# MY10 Audi A3 Sportback 2.0 TFSI in Matte White done!



## xnox202 (May 18, 2009)

Enjoy!


































Cell pics btw, so excuse the quality. :banghead:

Going to do a proper photoshoot soon.. and with a sweet twist this time: A Nissan 370z in Matte White too. :screwy:


----------



## TechnikSLR (Jul 30, 2008)

wtf is up with the trunk?


----------



## mkim (Jun 17, 2008)

Sorry but don't see any matt-ness at


----------



## NYCameron (Nov 17, 2010)

better quality pics NAOOOO

can't even tell it's matte in the pics


----------



## Gbeav (Jun 12, 2010)

Get the hood done and go full skunk.

:thumbup:


----------



## xnox202 (May 18, 2009)

Okay ladies, it is matte in real life. I will get better pics soon but unfortunately this morning on my way to work, the brake booster pump failed. Crawled slowly to the dealership. :banghead:

It's in the dealership now to get it replaced under warranty. It'll be ready by next week as they quoted.

Sorry.


----------



## xnox202 (May 18, 2009)

Gbeav said:


> Get the hood done and go full skunk.
> 
> :thumbup:


Maybeeeeeeee... but maybe not.


----------



## fuzionx (Aug 20, 2008)

Yeah matte white doesn't show very well in the pics. Eager to see new ones! Very unique style. Not a huge fan of the black trunk but props for doing something different :thumbup:


----------



## Tcardio (Mar 19, 2009)

go for broke and make a splash in the baller society by using carbon fiber and resin on the rear valence and chin spoiler. imo THAT would make for one of the best externally modded cars ever. DO IT DO IT DO IT DO IT


----------



## Uber-A3 (Feb 23, 2002)

tcardio said:


> go for broke and make a splash in the baller society by using carbon fiber and resin on the rear valence and chin spoiler. imo THAT would make for one of the best externally modded cars ever. DO IT DO IT DO IT DO IT


or a rolling abortion, either way WE win!!


----------



## Presns3 (Mar 6, 2006)

i think joser2k already has a carbon hatch


----------



## NYCameron (Nov 17, 2010)

Presns3 said:


> i think joser2k already has a carbon hatch


it's only carbon vinyl wrapped


----------



## TroySico (Apr 20, 2002)

xnox202 said:


> Enjoy!


Okay....how did you do the wheels? I am loving those...!


----------



## Krieger (May 5, 2009)

cover the lip/ inner part, paint outside facing.

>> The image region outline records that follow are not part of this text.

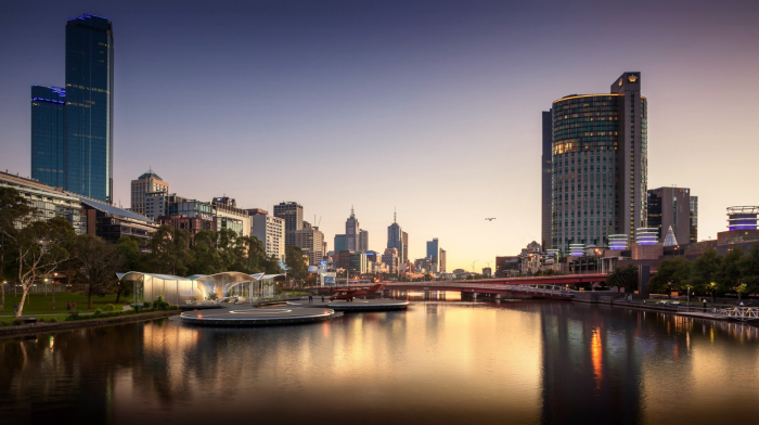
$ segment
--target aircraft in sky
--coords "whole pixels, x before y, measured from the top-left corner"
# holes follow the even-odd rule
[[[330,297],[330,300],[333,301],[335,299],[345,299],[346,301],[350,302],[353,300],[353,297],[360,297],[362,295],[369,295],[369,294],[374,294],[377,291],[382,289],[385,286],[384,283],[378,283],[370,288],[365,287],[360,287],[356,289],[350,289],[350,288],[335,288],[332,289],[335,295]]]

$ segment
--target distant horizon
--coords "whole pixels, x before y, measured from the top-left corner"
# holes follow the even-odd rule
[[[437,237],[449,272],[475,260],[494,270],[496,256],[540,243],[541,112],[607,93],[625,72],[642,73],[648,99],[648,189],[698,196],[699,241],[728,230],[728,207],[759,205],[743,177],[759,155],[754,1],[40,1],[5,12],[0,169],[22,177],[29,90],[64,85],[66,20],[113,22],[117,206],[152,168],[184,197],[227,195],[270,215],[297,202],[305,221],[321,217],[329,250],[353,205],[380,253],[396,209],[409,260]]]

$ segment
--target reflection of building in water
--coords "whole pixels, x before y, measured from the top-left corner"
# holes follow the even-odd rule
[[[543,422],[639,423],[643,359],[635,322],[576,302],[541,310]]]

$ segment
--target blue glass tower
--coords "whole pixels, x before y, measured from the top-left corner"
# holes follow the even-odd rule
[[[66,24],[66,87],[31,87],[31,177],[113,202],[113,25],[81,15]]]
[[[31,178],[64,188],[66,91],[31,86]]]
[[[113,202],[114,39],[111,21],[66,24],[66,189]]]

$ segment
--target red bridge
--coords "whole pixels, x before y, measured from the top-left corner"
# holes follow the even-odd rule
[[[566,274],[538,278],[494,278],[472,281],[393,282],[386,291],[455,291],[462,293],[512,294],[541,298],[571,299],[575,287],[587,287],[605,282],[605,273]],[[366,284],[338,285],[363,287]]]

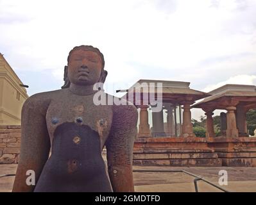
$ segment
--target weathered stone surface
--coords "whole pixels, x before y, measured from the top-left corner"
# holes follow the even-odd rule
[[[21,133],[10,133],[10,136],[12,138],[20,138],[21,136]]]
[[[217,152],[219,158],[256,158],[255,152]]]
[[[13,147],[13,148],[20,148],[21,144],[20,143],[8,143],[6,144],[7,147]]]
[[[6,144],[5,143],[0,143],[0,148],[6,147]]]
[[[216,153],[151,153],[133,154],[133,160],[154,159],[214,159],[218,158]]]
[[[3,142],[9,143],[9,142],[16,142],[17,138],[5,138],[3,139]]]
[[[21,129],[21,126],[0,126],[0,129]]]
[[[133,160],[137,166],[221,167],[221,159],[142,160]]]
[[[6,139],[9,137],[8,133],[0,133],[0,139]]]
[[[20,148],[4,148],[3,150],[4,154],[19,154]]]
[[[15,161],[15,155],[4,154],[0,157],[0,164],[10,164]]]
[[[2,133],[10,133],[10,129],[3,129],[3,128],[0,128],[0,135]]]

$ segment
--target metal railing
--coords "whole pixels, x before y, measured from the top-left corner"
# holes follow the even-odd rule
[[[194,177],[195,177],[194,179],[194,189],[196,190],[196,192],[198,192],[198,184],[197,182],[198,181],[203,181],[205,183],[207,183],[207,184],[212,185],[219,190],[221,190],[221,191],[223,191],[224,192],[229,192],[229,191],[226,190],[225,188],[223,188],[222,187],[218,186],[215,184],[214,184],[213,183],[199,176],[197,176],[194,174],[191,173],[189,172],[187,172],[186,170],[133,170],[133,172],[182,172],[182,173],[185,173],[186,174],[188,174],[189,176],[191,176]]]

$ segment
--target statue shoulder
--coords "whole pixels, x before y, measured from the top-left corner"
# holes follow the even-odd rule
[[[34,94],[25,101],[22,110],[35,110],[40,111],[47,109],[51,101],[57,97],[61,92],[61,90],[58,90]]]
[[[126,100],[127,104],[114,104],[113,113],[115,121],[119,121],[119,123],[129,123],[137,125],[138,120],[138,111],[133,104],[130,104]]]

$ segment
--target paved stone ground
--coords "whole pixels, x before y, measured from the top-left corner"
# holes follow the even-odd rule
[[[17,165],[0,165],[0,176],[15,174]],[[220,170],[228,172],[228,186],[222,187],[230,192],[256,192],[256,167],[137,167],[134,170],[185,170],[218,184]],[[134,172],[136,192],[194,192],[194,177],[180,172]],[[0,178],[0,192],[11,192],[13,177]],[[204,183],[198,182],[199,192],[221,192]]]

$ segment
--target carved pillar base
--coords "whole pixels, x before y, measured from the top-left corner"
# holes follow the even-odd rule
[[[214,137],[215,133],[212,119],[212,115],[214,115],[214,113],[212,112],[213,110],[207,110],[204,109],[203,110],[205,111],[205,115],[207,116],[205,136],[207,138]]]
[[[140,106],[140,124],[139,125],[139,137],[149,137],[150,135],[148,124],[148,106]]]
[[[236,126],[235,106],[226,108],[226,137],[238,137],[238,129]]]
[[[193,126],[191,123],[191,104],[194,102],[186,101],[183,103],[183,123],[182,126],[182,136],[195,137],[193,133]]]

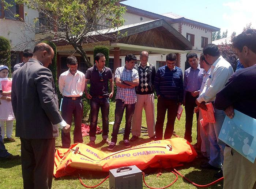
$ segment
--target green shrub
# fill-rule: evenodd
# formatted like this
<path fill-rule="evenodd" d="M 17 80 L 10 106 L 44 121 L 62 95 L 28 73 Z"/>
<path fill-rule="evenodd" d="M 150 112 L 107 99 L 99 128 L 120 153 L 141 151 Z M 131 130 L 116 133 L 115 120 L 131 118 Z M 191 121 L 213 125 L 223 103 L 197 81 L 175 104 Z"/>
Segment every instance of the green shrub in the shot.
<path fill-rule="evenodd" d="M 11 44 L 9 40 L 0 36 L 0 64 L 9 67 L 11 71 Z M 9 72 L 8 77 L 11 78 L 11 71 Z"/>
<path fill-rule="evenodd" d="M 106 64 L 105 66 L 106 67 L 109 67 L 109 49 L 107 47 L 105 46 L 95 46 L 93 48 L 93 62 L 94 64 L 95 63 L 95 59 L 94 57 L 95 57 L 96 55 L 101 52 L 105 56 L 106 58 Z"/>

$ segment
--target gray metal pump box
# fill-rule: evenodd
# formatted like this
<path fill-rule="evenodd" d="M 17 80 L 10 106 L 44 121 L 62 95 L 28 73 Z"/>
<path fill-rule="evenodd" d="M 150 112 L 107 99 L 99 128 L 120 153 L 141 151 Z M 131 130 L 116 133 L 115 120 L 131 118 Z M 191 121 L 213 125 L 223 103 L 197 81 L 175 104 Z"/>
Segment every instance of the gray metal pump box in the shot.
<path fill-rule="evenodd" d="M 109 189 L 142 189 L 142 172 L 135 165 L 109 170 Z"/>

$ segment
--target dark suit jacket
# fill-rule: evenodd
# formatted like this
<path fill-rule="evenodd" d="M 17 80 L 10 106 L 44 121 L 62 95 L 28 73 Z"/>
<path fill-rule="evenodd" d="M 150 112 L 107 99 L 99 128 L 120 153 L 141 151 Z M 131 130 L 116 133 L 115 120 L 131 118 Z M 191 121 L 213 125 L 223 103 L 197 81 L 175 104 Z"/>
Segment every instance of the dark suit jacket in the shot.
<path fill-rule="evenodd" d="M 63 119 L 56 91 L 52 72 L 37 60 L 30 59 L 14 72 L 11 97 L 16 137 L 33 139 L 59 136 L 56 124 Z"/>

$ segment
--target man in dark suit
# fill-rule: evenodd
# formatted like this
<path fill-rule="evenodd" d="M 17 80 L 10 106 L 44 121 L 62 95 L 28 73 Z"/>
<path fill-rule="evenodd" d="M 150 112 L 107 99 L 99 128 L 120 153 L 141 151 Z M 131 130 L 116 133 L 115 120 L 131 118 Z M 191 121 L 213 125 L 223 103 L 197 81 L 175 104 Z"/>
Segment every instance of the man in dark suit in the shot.
<path fill-rule="evenodd" d="M 47 68 L 54 56 L 50 46 L 39 43 L 32 58 L 13 74 L 12 104 L 16 136 L 21 142 L 25 189 L 51 188 L 58 126 L 65 132 L 70 130 L 59 111 L 53 79 Z"/>

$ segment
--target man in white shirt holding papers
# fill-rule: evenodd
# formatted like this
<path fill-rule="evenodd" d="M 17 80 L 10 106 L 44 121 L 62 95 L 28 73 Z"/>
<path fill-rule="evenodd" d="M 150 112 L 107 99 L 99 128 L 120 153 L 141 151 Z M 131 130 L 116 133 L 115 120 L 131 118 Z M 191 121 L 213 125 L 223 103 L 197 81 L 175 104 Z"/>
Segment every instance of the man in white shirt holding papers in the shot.
<path fill-rule="evenodd" d="M 206 88 L 196 99 L 196 103 L 202 109 L 206 110 L 205 103 L 214 102 L 216 94 L 224 87 L 234 72 L 230 64 L 221 56 L 219 50 L 215 44 L 208 44 L 204 48 L 203 52 L 206 60 L 211 64 L 211 70 Z M 218 137 L 225 115 L 223 110 L 215 108 L 214 110 L 216 122 L 209 123 L 210 160 L 206 164 L 201 165 L 200 167 L 202 168 L 221 170 L 224 160 L 223 153 L 225 145 L 219 141 Z M 221 176 L 222 171 L 218 173 Z"/>
<path fill-rule="evenodd" d="M 232 42 L 233 48 L 245 68 L 236 71 L 225 87 L 217 94 L 214 106 L 220 110 L 225 110 L 226 114 L 231 119 L 236 116 L 234 109 L 245 114 L 245 116 L 251 117 L 246 118 L 248 121 L 251 118 L 256 119 L 256 29 L 249 29 L 243 32 L 235 37 Z M 253 135 L 255 140 L 252 130 L 255 126 L 248 126 L 252 128 L 249 128 L 251 131 L 249 134 Z M 236 144 L 234 144 L 235 146 Z M 256 149 L 253 147 L 251 149 L 251 147 L 250 150 L 255 152 Z M 255 161 L 252 163 L 228 146 L 225 148 L 224 155 L 223 189 L 256 188 Z"/>

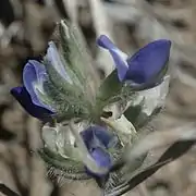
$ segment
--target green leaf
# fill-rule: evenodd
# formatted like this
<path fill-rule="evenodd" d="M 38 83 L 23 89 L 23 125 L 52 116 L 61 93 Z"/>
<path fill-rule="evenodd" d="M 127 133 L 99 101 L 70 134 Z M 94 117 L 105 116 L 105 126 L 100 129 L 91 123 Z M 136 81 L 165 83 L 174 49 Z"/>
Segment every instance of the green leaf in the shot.
<path fill-rule="evenodd" d="M 164 101 L 169 91 L 169 76 L 164 81 L 150 89 L 146 89 L 136 94 L 130 107 L 124 111 L 125 118 L 132 122 L 136 130 L 142 128 L 150 120 L 160 113 L 164 107 Z"/>
<path fill-rule="evenodd" d="M 117 98 L 121 93 L 123 83 L 119 81 L 117 70 L 114 70 L 108 77 L 105 78 L 99 87 L 97 100 L 109 103 Z"/>

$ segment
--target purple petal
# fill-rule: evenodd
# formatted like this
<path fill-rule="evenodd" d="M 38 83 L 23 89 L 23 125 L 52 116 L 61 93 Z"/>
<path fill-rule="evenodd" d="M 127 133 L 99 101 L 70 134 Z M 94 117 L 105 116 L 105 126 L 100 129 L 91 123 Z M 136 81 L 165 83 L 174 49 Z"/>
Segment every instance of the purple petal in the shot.
<path fill-rule="evenodd" d="M 44 93 L 42 84 L 46 76 L 45 65 L 35 60 L 28 61 L 23 70 L 23 83 L 30 95 L 33 103 L 52 110 L 49 106 L 41 102 L 38 97 L 38 90 Z"/>
<path fill-rule="evenodd" d="M 166 66 L 170 56 L 171 41 L 159 39 L 138 50 L 127 60 L 128 71 L 125 81 L 136 84 L 149 82 Z"/>
<path fill-rule="evenodd" d="M 53 114 L 53 112 L 46 108 L 34 105 L 30 99 L 30 95 L 25 87 L 22 86 L 12 88 L 10 93 L 30 115 L 45 122 L 51 120 L 51 114 Z"/>
<path fill-rule="evenodd" d="M 126 62 L 127 56 L 122 52 L 106 35 L 101 35 L 97 40 L 98 46 L 109 50 L 118 70 L 118 76 L 120 81 L 123 81 L 128 65 Z"/>
<path fill-rule="evenodd" d="M 88 150 L 100 146 L 107 148 L 114 137 L 107 128 L 98 125 L 89 126 L 87 130 L 81 132 L 81 135 Z"/>
<path fill-rule="evenodd" d="M 95 159 L 95 161 L 97 162 L 98 166 L 107 168 L 108 172 L 109 172 L 113 162 L 112 162 L 110 155 L 107 151 L 105 151 L 101 148 L 96 148 L 90 152 L 90 155 Z M 100 173 L 94 173 L 88 168 L 86 168 L 86 172 L 89 175 L 99 176 L 99 177 L 105 176 L 108 173 L 108 172 L 105 174 L 103 173 L 101 173 L 101 174 Z"/>

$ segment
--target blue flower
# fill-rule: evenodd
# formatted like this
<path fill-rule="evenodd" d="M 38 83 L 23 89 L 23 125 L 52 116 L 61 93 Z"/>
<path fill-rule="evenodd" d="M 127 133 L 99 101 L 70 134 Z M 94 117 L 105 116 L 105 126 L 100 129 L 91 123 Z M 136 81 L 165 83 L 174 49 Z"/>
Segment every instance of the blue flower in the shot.
<path fill-rule="evenodd" d="M 166 69 L 171 48 L 170 40 L 159 39 L 128 57 L 105 35 L 101 35 L 97 42 L 111 53 L 120 82 L 128 82 L 133 86 L 159 83 L 155 81 L 156 76 Z"/>
<path fill-rule="evenodd" d="M 30 60 L 23 70 L 24 86 L 12 88 L 11 94 L 30 115 L 49 121 L 54 110 L 40 99 L 40 95 L 45 95 L 42 87 L 45 79 L 47 79 L 45 65 Z"/>
<path fill-rule="evenodd" d="M 113 166 L 113 160 L 107 151 L 109 148 L 114 148 L 119 143 L 118 137 L 102 126 L 94 125 L 81 132 L 81 136 L 98 166 L 105 167 L 108 171 Z M 94 173 L 87 168 L 87 173 L 93 176 L 102 176 L 103 174 Z"/>

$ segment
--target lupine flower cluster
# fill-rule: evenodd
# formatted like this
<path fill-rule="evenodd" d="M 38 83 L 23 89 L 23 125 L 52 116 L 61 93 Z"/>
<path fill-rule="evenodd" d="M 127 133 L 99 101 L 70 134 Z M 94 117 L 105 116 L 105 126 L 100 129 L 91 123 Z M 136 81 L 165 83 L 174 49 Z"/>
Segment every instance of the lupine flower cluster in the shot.
<path fill-rule="evenodd" d="M 127 56 L 107 35 L 99 36 L 98 47 L 110 52 L 114 64 L 100 81 L 78 28 L 65 21 L 57 28 L 58 41 L 49 41 L 42 61 L 25 64 L 23 85 L 11 94 L 45 123 L 39 155 L 53 176 L 106 181 L 137 128 L 163 106 L 171 41 L 155 40 Z M 163 91 L 155 95 L 152 102 L 159 103 L 148 110 L 150 90 Z M 121 106 L 118 118 L 112 117 L 112 106 Z"/>

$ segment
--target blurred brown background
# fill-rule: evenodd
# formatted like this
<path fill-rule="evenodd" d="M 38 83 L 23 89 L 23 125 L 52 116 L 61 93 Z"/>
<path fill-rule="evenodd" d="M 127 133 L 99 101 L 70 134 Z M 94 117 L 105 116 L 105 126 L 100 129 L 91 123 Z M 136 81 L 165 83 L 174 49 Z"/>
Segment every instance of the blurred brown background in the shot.
<path fill-rule="evenodd" d="M 171 88 L 157 128 L 172 128 L 196 118 L 195 0 L 1 0 L 0 1 L 0 183 L 21 196 L 100 195 L 95 182 L 65 182 L 60 188 L 46 179 L 32 150 L 40 144 L 40 123 L 11 97 L 22 83 L 27 59 L 40 58 L 56 22 L 78 23 L 95 65 L 107 75 L 113 69 L 96 37 L 109 35 L 123 51 L 158 38 L 171 39 Z M 195 196 L 196 150 L 159 170 L 133 196 Z M 0 188 L 3 189 L 2 184 Z M 3 195 L 0 193 L 0 196 Z"/>

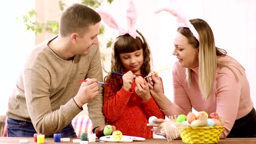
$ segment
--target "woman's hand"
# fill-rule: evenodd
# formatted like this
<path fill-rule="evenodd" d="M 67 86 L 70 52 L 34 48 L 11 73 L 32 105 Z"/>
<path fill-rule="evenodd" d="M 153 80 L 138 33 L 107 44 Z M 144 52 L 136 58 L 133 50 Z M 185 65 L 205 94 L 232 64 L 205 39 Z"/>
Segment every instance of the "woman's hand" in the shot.
<path fill-rule="evenodd" d="M 149 87 L 145 79 L 144 79 L 144 84 L 137 83 L 135 87 L 135 92 L 142 99 L 142 100 L 145 101 L 149 100 L 151 98 L 151 95 Z"/>
<path fill-rule="evenodd" d="M 131 89 L 132 83 L 133 83 L 134 78 L 135 77 L 136 75 L 133 75 L 131 70 L 125 73 L 122 76 L 124 88 L 126 91 L 129 92 Z"/>
<path fill-rule="evenodd" d="M 164 119 L 156 118 L 153 120 L 153 122 L 154 123 L 148 123 L 147 124 L 147 125 L 152 127 L 151 130 L 152 130 L 154 134 L 165 137 L 166 134 L 163 131 L 161 132 L 162 128 L 160 127 L 162 123 L 164 121 L 165 119 Z"/>

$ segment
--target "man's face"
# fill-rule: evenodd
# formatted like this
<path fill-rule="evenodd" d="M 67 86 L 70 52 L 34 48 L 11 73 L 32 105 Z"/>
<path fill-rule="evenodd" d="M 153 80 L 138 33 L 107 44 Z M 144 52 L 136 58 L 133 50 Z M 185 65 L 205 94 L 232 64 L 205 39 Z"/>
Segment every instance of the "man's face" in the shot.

swap it around, and repeat but for the inside. :beer:


----------



## xnox202 (May 18, 2009)

TroySico said:


> Okay....how did you do the wheels? I am loving those...!





Krieger said:


> cover the lip/ inner part, paint outside facing.
> 
> swap it around, and repeat but for the inside. :beer:


^^ Correct, hehehe.:laugh:



fuzionx said:


> Yeah matte white doesn't show very well in the pics. Eager to see new ones! Very unique style. Not a huge fan of the black trunk but props for doing something different :thumbup:


Thanks for the kind words.


----------



## cleanA3 (Jun 23, 2007)

Looks good , like to se better pics to show the paint


----------



## tony a3 (Jul 31, 2010)

Awesome... just awesome. First, I'm biased because I love white cars. But the small details are just mental. Well sorted!


----------



## tomekpl21 (Feb 24, 2011)

I want MOAR


----------



## xnox202 (May 18, 2009)

No new picture updates but I do have an update from the local dealership saying the booster pump is still being ordered.  Pretty stumped. I still haven't got the chance to wash the car inside/out for a good photoshoot session when the brake failed.

Counting the days..


----------



## daniel.ramirez (Nov 24, 2001)

love the black grill!


----------